Epiphqny / CondInst

Conditional Convolutions for Instance Segmentation, achives 37.1mAP on coco val
https://arxiv.org/abs/2003.05664
139 stars 15 forks source link

About the gpu memory issue #9

Open NNNNAI opened 3 years ago

NNNNAI commented 3 years ago

Thank you for sharing the code!!!

NNNNAI commented 3 years ago

I got some problem during training: the GPU memory usage keep rising during training.
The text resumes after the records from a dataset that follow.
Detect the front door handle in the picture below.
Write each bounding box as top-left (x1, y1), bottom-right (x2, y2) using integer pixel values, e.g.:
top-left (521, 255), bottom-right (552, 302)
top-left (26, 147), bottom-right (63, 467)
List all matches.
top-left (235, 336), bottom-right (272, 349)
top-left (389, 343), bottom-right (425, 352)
Here is the log information: [01/07 16:42:57 d2.utils.events]: eta: 6:37:20 iter: 339 total_loss: 3.58 loss_fcos_cls: 1.22 loss_fcos_loc: 0.8122 loss_fcos_ctr: 0.6831 loss_mask: 0.8265 time: 0.3924 data_time: 0.0029 lr: 0.0033966 max_mem: 8132M [01/07 16:43:04 d2.utils.events]: eta: 6:35:49 iter: 359 total_loss: 3.494 loss_fcos_cls: 1.177 loss_fcos_loc: 0.7754 loss_fcos_ctr: 0.7057 loss_mask: 0.8369 time: 0.3902 data_time: 0.0029 lr: 0.0035964 max_mem: 8132M [01/07 16:43:09 d2.utils.events]: eta: 6:31:44 iter: 379 total_loss: 3.4 loss_fcos_cls: 1.115 loss_fcos_loc: 0.8066 loss_fcos_ctr: 0.6745 loss_mask: 0.7531 time: 0.3840 data_time: 0.0027 lr: 0.0037962 max_mem: 8132M [01/07 16:43:17 d2.utils.events]: eta: 6:28:50 iter: 399 total_loss: 3.448 loss_fcos_cls: 1.152 loss_fcos_loc: 0.7724 loss_fcos_ctr: 0.664 loss_mask: 0.8222 time: 0.3850 data_time: 0.0035 lr: 0.003996 max_mem: 8132M [01/07 16:43:26 d2.utils.events]: eta: 6:31:25 iter: 419 total_loss: 3.57 loss_fcos_cls: 1.316 loss_fcos_loc: 0.8286 loss_fcos_ctr: 0.6871 loss_mask: 0.8104 time: 0.3877 data_time: 0.0030 lr: 0.0041958 max_mem: 8132M [01/07 16:43:41 d2.utils.events]: eta: 6:33:37 iter: 439 total_loss: 3.469 loss_fcos_cls: 1.116 loss_fcos_loc: 0.7849 loss_fcos_ctr: 0.6835 loss_mask: 0.8386 time: 0.4036 data_time: 0.0041 lr: 0.0043956 max_mem: 9343M [01/07 16:43:50 d2.utils.events]: eta: 6:34:02 iter: 459 total_loss: 3.505 loss_fcos_cls: 1.16 loss_fcos_loc: 0.7706 loss_fcos_ctr: 0.6652 loss_mask: 0.8513 time: 0.4045 data_time: 0.0032 lr: 0.0045954 max_mem: 9343M

The max_mem term increased from 8132 to 9343.Have you ever encountered such a situation?